Student Loans Put You on the Map

Your FICO score is the most widely used credit score. It combines data from three major credit bureaus: Equifax, Experian, and Transunion. You can’t have a stellar credit score without a credit history.

Student loans jumpstart your credit history. They’re big, long-term loans. Pay them on time, and you’ll look responsible in the eyes of credit bureaus. Make late payments or default on your student loans, and your credit score may take a nasty hit.  

Defaulted Student Loans Can Haunt You Forever!

Whatever you do, don’t default on your student loans. Student loans are unique in one significant way — credit bureaus don’t have to remove them from your credit report.

All other defaulted loans have a seven to ten-year time limit before they have to be removed.
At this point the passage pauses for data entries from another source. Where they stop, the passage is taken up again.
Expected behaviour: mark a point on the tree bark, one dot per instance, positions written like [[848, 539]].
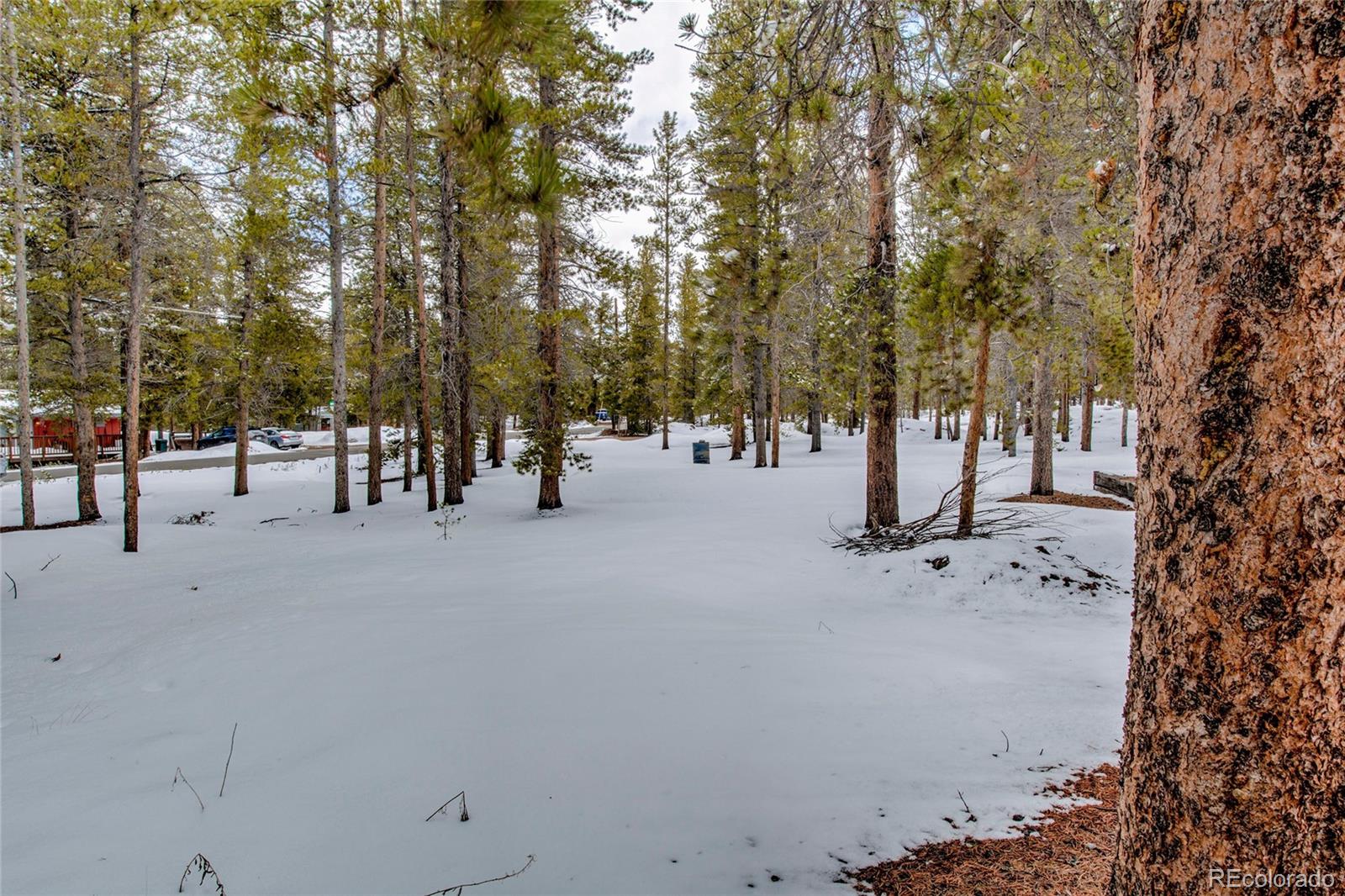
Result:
[[408, 468], [498, 437], [466, 430], [334, 242], [1086, 420], [20, 277], [1235, 712], [759, 432], [424, 420], [1042, 455], [136, 295], [242, 443], [975, 427], [374, 492], [881, 447], [667, 303], [815, 392], [737, 435], [551, 428]]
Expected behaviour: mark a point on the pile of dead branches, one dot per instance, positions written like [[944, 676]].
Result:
[[989, 522]]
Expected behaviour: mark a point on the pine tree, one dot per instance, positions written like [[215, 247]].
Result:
[[1234, 725], [20, 269], [672, 219], [690, 331]]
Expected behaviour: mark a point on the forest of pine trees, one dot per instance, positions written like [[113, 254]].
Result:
[[885, 210], [237, 212]]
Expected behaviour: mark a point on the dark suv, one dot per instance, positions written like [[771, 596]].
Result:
[[221, 436]]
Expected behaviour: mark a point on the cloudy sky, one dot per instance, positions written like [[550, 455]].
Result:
[[663, 85]]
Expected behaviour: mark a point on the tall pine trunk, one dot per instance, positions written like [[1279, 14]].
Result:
[[466, 430], [759, 385], [975, 427], [241, 441], [881, 447], [136, 296], [1086, 420], [667, 307], [448, 329], [551, 427], [424, 420], [815, 390], [1042, 443], [1235, 712], [20, 276], [736, 435], [374, 492], [334, 245]]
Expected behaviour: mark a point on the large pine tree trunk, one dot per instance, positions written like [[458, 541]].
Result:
[[759, 432], [242, 443], [466, 430], [881, 447], [737, 435], [374, 490], [136, 296], [667, 308], [408, 463], [1064, 409], [1086, 420], [975, 427], [450, 400], [1235, 714], [1042, 443], [551, 427], [424, 420], [334, 246], [815, 390], [20, 276]]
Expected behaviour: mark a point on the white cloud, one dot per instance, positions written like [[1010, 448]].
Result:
[[663, 85]]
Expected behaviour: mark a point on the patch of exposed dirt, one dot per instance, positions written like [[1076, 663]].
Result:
[[1096, 502], [1067, 851], [64, 524]]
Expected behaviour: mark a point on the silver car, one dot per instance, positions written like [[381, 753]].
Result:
[[279, 437]]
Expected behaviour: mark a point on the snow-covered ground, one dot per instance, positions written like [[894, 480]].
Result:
[[672, 685]]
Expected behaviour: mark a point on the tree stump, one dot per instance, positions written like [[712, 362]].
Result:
[[1114, 485]]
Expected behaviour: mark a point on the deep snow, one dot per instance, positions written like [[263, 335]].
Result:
[[672, 685]]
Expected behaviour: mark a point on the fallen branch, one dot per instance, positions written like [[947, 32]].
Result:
[[206, 869], [228, 761], [463, 814], [183, 779], [459, 888], [942, 524], [972, 815]]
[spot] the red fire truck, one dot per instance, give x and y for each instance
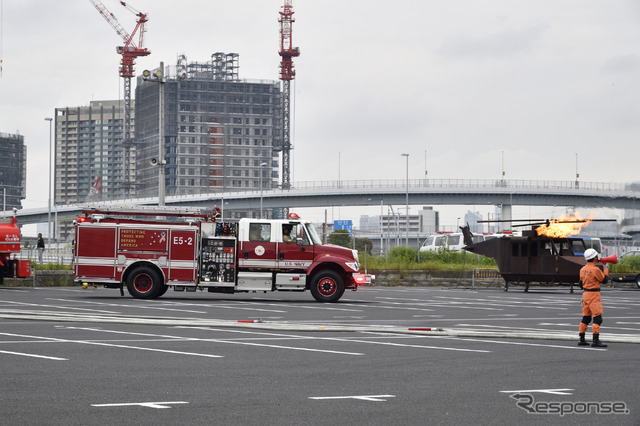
(150, 250)
(10, 246)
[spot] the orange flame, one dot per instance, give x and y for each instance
(566, 226)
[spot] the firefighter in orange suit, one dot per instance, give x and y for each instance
(591, 276)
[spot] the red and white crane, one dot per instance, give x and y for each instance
(129, 51)
(287, 73)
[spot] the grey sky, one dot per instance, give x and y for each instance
(463, 80)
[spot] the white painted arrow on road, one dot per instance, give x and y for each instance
(142, 404)
(375, 398)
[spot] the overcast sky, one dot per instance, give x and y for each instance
(466, 81)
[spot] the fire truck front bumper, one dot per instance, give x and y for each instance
(360, 280)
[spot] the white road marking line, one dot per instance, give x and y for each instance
(336, 339)
(284, 347)
(134, 306)
(504, 342)
(142, 404)
(60, 307)
(34, 355)
(220, 341)
(549, 391)
(87, 342)
(374, 398)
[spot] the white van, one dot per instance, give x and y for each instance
(453, 241)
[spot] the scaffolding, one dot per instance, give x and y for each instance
(222, 67)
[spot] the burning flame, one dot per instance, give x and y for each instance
(566, 226)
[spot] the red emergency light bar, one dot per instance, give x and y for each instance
(134, 212)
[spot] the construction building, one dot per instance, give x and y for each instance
(89, 150)
(13, 171)
(219, 131)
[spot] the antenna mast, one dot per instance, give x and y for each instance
(287, 73)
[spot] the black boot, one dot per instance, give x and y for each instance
(582, 342)
(596, 341)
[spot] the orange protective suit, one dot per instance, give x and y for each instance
(591, 276)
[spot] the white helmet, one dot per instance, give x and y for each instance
(590, 254)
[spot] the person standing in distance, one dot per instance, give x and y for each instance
(591, 277)
(40, 247)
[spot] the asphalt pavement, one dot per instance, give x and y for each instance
(381, 355)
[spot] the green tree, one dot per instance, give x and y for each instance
(340, 237)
The Fair Credit Reporting Act doesn’t regulate defaulted student loans. Your credit score can be damaged indefinitely.

One Late Payment Equals Multiple Late Payments

Most graduates owe multiple student loans. Many have six or more. They appear as one charge on the monthly bill from your student loan servicer, but when you make late payments, you get dinged for multiple late payments. Your student loan servicer takes the money you give them each month and pays all of them individually. Missing student loan payments is one of the fastest ways to lower your credit score.

Do your best to avoid it and never default on your student loans. Instead, pay them on time, every time. If you can, pay them off early and save on the interest rates you’ll no longer have to pay. The small ding that your credit score takes should be negligible.